Rego’s Everyday Life

A blog about my work at Igalia.

Selection interaction in CSS Regions is now spec compliant

This post is a recap to summarize all the work we’ve been doing in Igalia during the last months related to selection in CSS Regions. Wrap-up

Back in October 2013 my mate Javi explained the different problems we detected on how selection worked in pages using CSS Regions. As part of this initial work, we were improving test coverage as it was explained in a previous post. Originally we were working both in WebKit and Blink, but as you probably know CSS Regions has been removed from Blink code during this year.

In parallel, we’ve been also working in optimizations over CSS Regions code. First providing some new selection performance tests and later implementing some performance patches in the part related with re-paint phase, which is very important during the selection process.

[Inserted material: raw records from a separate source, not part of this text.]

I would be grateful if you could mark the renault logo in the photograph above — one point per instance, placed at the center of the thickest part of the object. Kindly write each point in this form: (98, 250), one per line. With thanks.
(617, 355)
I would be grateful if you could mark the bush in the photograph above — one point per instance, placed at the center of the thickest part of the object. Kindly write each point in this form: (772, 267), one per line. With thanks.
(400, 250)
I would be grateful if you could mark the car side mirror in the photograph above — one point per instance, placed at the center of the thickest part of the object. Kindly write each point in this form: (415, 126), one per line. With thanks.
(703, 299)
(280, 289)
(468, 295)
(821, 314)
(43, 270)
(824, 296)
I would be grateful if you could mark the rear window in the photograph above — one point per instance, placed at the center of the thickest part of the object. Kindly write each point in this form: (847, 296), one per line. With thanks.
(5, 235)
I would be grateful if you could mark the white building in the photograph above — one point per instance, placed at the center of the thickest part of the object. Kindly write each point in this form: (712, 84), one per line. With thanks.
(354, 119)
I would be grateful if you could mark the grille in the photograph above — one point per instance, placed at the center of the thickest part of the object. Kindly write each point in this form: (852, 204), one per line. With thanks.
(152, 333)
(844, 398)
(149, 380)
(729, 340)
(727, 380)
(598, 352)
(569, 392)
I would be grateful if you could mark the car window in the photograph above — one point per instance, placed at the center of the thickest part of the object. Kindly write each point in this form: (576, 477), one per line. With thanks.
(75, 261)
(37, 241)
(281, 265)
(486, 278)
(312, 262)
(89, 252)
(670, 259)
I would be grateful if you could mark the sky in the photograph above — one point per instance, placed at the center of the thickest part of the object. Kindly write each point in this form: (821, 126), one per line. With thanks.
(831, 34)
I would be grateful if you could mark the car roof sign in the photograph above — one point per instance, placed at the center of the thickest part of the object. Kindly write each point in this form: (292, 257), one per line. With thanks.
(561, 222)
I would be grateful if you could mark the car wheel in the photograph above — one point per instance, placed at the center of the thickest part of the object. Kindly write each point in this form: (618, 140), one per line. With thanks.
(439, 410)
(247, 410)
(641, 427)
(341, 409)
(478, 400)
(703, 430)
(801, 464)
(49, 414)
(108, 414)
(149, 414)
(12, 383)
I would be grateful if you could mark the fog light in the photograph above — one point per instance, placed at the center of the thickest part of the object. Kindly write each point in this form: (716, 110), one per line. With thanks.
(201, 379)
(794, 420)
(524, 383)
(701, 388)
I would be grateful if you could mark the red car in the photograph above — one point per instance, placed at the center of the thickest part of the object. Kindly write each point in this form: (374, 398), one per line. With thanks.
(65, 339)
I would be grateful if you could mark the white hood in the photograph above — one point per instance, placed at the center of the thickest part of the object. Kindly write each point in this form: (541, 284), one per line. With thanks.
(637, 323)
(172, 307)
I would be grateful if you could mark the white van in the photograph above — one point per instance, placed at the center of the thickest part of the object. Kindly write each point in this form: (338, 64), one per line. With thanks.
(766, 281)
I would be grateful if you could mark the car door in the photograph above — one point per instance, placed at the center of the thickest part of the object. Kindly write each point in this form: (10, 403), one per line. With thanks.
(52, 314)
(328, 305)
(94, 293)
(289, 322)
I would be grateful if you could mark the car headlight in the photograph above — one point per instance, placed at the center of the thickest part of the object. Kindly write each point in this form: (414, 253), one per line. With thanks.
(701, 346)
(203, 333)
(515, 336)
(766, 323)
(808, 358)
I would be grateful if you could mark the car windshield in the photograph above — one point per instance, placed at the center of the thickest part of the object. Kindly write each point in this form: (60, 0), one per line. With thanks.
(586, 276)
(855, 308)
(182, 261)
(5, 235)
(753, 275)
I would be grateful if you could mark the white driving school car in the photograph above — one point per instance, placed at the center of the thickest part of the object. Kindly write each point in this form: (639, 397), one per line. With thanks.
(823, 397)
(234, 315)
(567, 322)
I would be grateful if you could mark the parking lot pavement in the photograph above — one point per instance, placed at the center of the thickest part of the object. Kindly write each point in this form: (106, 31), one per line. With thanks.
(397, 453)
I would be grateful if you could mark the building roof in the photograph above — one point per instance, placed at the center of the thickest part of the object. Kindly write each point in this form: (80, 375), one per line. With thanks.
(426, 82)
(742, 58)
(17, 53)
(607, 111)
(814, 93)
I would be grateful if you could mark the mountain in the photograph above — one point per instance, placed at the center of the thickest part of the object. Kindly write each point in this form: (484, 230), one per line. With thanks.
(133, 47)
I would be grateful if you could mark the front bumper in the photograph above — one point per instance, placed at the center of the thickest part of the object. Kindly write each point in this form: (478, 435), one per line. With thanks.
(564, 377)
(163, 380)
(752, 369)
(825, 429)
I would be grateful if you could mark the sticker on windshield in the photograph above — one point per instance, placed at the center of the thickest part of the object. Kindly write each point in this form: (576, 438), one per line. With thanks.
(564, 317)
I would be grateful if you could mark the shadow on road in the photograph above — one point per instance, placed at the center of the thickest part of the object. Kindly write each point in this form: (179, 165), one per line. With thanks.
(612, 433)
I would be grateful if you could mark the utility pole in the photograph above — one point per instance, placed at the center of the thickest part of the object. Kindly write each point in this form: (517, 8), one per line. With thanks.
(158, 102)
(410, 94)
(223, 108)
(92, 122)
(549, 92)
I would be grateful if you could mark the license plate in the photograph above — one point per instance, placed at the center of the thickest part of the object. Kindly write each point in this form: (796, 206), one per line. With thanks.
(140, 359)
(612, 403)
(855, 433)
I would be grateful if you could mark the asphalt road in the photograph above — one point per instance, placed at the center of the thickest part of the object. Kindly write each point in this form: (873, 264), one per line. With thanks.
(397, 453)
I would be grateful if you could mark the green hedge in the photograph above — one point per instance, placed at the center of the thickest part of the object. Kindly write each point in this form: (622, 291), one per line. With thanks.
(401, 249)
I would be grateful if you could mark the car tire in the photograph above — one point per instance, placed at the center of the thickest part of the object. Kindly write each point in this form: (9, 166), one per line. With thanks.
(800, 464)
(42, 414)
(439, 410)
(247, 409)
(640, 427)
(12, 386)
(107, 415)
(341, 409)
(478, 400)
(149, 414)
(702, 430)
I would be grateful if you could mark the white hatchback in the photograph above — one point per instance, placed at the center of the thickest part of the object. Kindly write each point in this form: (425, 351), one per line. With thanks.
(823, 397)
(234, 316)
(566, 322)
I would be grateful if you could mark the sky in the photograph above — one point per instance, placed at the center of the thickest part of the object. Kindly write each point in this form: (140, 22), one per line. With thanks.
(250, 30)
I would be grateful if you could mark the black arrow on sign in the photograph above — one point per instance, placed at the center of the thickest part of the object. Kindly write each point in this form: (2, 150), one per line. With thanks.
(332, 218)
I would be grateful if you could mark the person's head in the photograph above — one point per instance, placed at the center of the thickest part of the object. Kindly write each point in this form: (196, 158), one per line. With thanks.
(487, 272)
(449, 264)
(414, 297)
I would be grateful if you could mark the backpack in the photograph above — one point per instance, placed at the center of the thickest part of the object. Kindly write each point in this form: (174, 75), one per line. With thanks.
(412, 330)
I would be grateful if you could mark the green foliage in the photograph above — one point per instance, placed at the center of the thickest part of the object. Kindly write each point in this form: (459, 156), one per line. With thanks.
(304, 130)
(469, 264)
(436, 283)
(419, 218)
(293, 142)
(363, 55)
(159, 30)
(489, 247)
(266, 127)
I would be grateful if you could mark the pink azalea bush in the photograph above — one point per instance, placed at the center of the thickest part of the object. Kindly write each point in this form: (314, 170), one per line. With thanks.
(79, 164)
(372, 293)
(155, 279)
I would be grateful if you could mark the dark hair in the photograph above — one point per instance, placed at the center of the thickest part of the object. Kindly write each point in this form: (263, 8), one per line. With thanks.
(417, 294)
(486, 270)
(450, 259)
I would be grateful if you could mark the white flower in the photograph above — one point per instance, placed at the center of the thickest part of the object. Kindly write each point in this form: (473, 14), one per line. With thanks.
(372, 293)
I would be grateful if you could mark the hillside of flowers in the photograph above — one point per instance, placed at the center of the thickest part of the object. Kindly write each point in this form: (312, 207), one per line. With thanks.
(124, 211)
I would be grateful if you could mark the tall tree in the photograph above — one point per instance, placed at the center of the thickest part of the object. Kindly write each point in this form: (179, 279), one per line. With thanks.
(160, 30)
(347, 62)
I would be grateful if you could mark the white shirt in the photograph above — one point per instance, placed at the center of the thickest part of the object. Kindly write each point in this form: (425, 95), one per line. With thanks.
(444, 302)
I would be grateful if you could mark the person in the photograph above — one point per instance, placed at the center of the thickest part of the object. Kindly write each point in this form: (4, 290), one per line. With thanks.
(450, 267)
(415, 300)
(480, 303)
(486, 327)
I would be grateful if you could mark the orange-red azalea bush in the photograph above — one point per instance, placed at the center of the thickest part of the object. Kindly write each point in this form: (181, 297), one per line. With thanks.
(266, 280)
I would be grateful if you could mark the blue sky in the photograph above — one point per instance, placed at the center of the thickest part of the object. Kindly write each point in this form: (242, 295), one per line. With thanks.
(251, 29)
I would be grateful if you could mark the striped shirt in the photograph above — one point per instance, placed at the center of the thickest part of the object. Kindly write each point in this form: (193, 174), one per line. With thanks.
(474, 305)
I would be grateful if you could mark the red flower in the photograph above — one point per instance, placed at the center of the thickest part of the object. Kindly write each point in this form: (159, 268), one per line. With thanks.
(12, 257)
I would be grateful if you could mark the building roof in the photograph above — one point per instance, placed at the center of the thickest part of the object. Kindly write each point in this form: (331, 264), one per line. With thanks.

Making selection spec compliant

Our first solution was put aside as it had some rough edges and it was probably too ambitious as initial step.

Nonetheless in my last post we introduced a new idea to make selection in CSS Regions spec compliant. We called it the “Subtrees approach“. We’ve finally implemented it and the patch is already integrated upstream.

Example of selection in CSS Regions before and after the Subtrees approach patch Example of selection in CSS Regions before and after the Subtrees approach patch

You can check the new behaviour using our test suite. As you could see now selection content always matches with the highlighted text in the web page.

Future

Somehow this is just the tip of the iceberg, a small step to make selection in CSS Regions work better. However, selection is still not completely natural from the user point of view in several cases. On top of that, selection in other layout models (flexbox, grid, multi-column, etc.) has very similar issues.

Our plan is to start a discussion inside WebKit and Blink communities about how selection works in the different layout models and what kind of changes can be done there to create a better user experience around selection interaction on the web (as Javi has introduced in his last post).

Finally, we’d like to publicly thank Adobe Web Platform team for giving us the chance to collaborate with them, specially Mihnea for all his support. Also, thanks to all the reviewers for their insightful feedback and precious time.